There does seem to be yet another wave of successful MFA scraper sites.

Now if only the Adsense earnings per page, and per click, migrated back to the pre-scraping mania days (2003). Google, in trying to monopolize the market, has cut prices too far, facilitating scraping again. Now they're sort of trying to fix it with the Oct. 1 changes, and others. Let's see, Quality versus instantaneous Income, Hmmm, tough decision. (I'm an Adwords advertiser.)

So was it tenderloin or hamburger?

incrediBILL

9:00 pm on Aug 29, 2006 (gmt 0)

WebmasterWorld Senior Member 10+ Year Member Top Contributors Of The Month



The scrapers are still scraping, but it's much harder to locate your scraped content these days unless you use MSN or Yahoo ;)

Dupe/ripped content is not as big an issue as it was.

That would explain the emergence of all those sites like I've been showing where the content was "blenderized" mixing partial sentences from multiple pages into one big page, thus making the content "unique" once more.

I hate to disagree with Brett [oh who am I kidding] but his own articles [google.com] are scraped all over the place verbatim, maybe with or without permission, most at least give attribution, some don't even seem to have duplicate content penalties but clicking "the omitted results" really shows the depth of the duplicate content being filtered.

However, scroll to the very bottom of the Google page for a true scraping in the Hotel ads.

Maybe it's the newer scraper sites being scrutinized harder as some of the old die-hard sites continue to slip thru the cracks.

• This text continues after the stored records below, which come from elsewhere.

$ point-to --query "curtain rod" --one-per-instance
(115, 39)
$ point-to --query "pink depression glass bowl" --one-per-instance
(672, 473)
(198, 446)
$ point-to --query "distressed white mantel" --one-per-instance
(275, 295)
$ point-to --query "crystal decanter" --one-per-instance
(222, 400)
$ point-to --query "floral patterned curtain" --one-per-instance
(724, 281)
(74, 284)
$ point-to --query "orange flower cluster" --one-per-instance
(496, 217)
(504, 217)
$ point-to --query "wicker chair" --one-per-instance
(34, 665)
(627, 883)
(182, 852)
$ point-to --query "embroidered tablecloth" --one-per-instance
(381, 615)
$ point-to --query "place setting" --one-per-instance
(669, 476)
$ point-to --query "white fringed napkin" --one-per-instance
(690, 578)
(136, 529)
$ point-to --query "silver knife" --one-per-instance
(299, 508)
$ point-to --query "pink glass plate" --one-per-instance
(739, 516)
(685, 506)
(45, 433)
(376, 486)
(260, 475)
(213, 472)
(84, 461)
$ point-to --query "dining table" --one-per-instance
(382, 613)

[edited by: incrediBILL at 9:06 pm (utc) on Aug. 29, 2006]

Lorel

12:20 am on Sep 1, 2006 (gmt 0)

WebmasterWorld Senior Member 10+ Year Member Top Contributors Of The Month




The scrapers are still scraping, but it's much harder to locate your scraped content these days unless you use MSN or Yahoo ;)

I found an easy way to catch them. Just search for inurl:domain (without the .com on the end). Often they put the title description keywords on the page but also in their page title and sometimes in comment or alt tags-- or else they just copy the whole page.

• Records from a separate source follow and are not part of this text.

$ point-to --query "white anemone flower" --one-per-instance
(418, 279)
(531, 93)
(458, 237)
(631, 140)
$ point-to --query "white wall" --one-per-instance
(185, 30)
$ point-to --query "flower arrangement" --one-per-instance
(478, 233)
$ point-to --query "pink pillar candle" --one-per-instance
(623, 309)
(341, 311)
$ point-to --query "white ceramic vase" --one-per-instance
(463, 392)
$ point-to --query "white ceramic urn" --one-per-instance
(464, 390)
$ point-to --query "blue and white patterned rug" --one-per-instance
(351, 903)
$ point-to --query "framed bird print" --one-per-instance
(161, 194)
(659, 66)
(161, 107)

I just found one and reported it to G.AdSense. They had 1 adsense ad showing and 2 adsense Ads that were hidden from view. I'm not sure how they would benefit from that but reported them anyway.

Jalinder

6:08 am on Sep 1, 2006 (gmt 0)

10+ Year Member



Scrapers are still very much active. One such scraper took most of our time in first 3 weeks of August. The site had copied all our articles. It was just a 3 month old site but had PR of 5.

We gathered proofs, contacted search engines and filed DMCA.

Some of our proofs were:
1. After noticing the scraper was copying our articles, we introduced HTML comments within article content. The HTML comments had crawling data within it. The scraper continued copying our new articles, but now we had proof ... just view source on the scraper site and see info within HTML comments.
2. Many of the articles mention our site in the content.
3. Lot of articles are about events that took place between 2000 to 2005, when this scraper site did not even exist.
4. Authors could be contacted to verify who paid them.
5. etc. etc.

MSN was quickest in banning the scraper from their search index.

Google took time but were very supportive. 3 days back Google removed all of scraper's pages from their index that were copied from our site. But the scraper site's homepage is still in Google index and has PR 5. Even scraper's category and other pages are still in Google index.

Best part is that, a Google Search for the scraper (site:) shows this message:
"In response to a complaint we received under the US Digital Millennium Copyright Act, we have removed x result(s) from this page. If you wish, you may read the DMCA complaint that caused the removal(s) at ChillingEffects.org."

Yahoo and Ask have still not responded to our request (sent on 10th August by fedex as well as email). The scraper continues to get traffic from Yahoo.

Our team appreciates MSN and Google for following good methods when handling complaints against scrapers.